Background: Fruit and vegetable consumption is linked to many positive health outcomes, nevertheless many adolescents do not consume fruit and vegetables on a daily basis. Methods: Data of 488,951 adolescents, aged 11-, 13- and 15- years, from 33 mainly European and North American countries/regions participating in the cross-sectional Health Behaviour in School-aged Children surveys in 2002, 2006 and 2010, were used to investigate trends in daily fruit and vegetable consumption between 2002 and 2010. Results: Multilevel logistic regression analyses showed an increase in daily fruit and vegetable consumption between 2002 and 2010 in the majority of countries for both genders and all three age groups. A decrease in consumption was noticed in five countries for fruit and five countries for vegetables. Conclusion: Overall, a positive trend was noticed, however increases in daily fruit and vegetable consumption are still indicated.
Adolescence is an important developmental life stage characterized by high nutrient requirements to meet rapid growth. Dietary habits established during adolescence may also persist into adulthood,1 and thus much emphasis has been placed on improving dietary habits at a young age.
Fruit and vegetable consumption in particular has received much attention. Diets high in fruit and vegetables are associated with a lower risk of cancer,2 coronary heart disease,3 stroke4 and other chronic diseases. Therefore, as well as promoting health during adolescence, meeting the recommendations for fruit and vegetable intake can have positive implications for long term health.

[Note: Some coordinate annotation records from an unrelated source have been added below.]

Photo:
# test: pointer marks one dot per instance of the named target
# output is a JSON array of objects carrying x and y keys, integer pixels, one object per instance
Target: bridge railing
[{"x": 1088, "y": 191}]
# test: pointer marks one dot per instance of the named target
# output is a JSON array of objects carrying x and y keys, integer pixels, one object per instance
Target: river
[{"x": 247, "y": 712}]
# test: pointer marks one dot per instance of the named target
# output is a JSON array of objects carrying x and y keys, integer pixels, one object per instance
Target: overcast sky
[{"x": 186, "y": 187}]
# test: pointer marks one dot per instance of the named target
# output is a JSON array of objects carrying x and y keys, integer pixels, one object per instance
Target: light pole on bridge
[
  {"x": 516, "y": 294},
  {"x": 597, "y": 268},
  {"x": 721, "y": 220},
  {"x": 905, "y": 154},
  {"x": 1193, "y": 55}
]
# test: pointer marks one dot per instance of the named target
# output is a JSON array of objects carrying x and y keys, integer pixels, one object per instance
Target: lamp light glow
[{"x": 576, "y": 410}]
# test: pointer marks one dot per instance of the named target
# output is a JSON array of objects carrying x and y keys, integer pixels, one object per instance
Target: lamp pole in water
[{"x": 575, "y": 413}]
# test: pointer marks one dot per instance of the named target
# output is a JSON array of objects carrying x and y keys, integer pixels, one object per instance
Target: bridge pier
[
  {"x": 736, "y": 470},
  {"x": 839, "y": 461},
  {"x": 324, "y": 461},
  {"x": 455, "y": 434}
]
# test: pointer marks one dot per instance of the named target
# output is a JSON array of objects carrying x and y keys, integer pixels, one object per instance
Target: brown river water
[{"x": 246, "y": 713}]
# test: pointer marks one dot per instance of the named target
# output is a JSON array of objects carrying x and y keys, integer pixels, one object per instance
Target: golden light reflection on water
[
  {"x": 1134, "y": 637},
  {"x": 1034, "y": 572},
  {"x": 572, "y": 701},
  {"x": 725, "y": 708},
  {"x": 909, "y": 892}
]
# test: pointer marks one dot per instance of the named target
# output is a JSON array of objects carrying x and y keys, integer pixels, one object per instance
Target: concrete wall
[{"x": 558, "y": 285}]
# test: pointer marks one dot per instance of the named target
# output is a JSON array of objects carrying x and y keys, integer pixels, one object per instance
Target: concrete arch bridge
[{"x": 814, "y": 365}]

The World Health Organization (WHO) recommends at least 400 g of fruit and vegetables daily; and national recommendations are either close to or above this target.5 To date, studies from Europe and North America indicate that the majority of children and adolescents fail to reach these recommendations.5,6
Many countries have implemented programmes, policies and strategies to increase fruit and vegetable intake, often with a focus on home-based (e.g., 5 a day campaigns), school (e.g., school fruit schemes, free school meals) or community settings.7–9 It is thus appropriate to review whether changes over time have occurred and explore whether national efforts to increase fruit and vegetable consumption have been effective. So far, it appears that dietary trend analyses among children and adolescents have been focused on the country or regional levels, for example, the UK,10,11 USA,12–15 Norway,1 Denmark16 and Lithuania,17 To our knowledge, no study has examined trends in fruit and vegetable intake cross-nationally in nationally representative samples of 11-, 13- and 15-year old boys and girls, using standardized questionnaires, and this is the aim of this study.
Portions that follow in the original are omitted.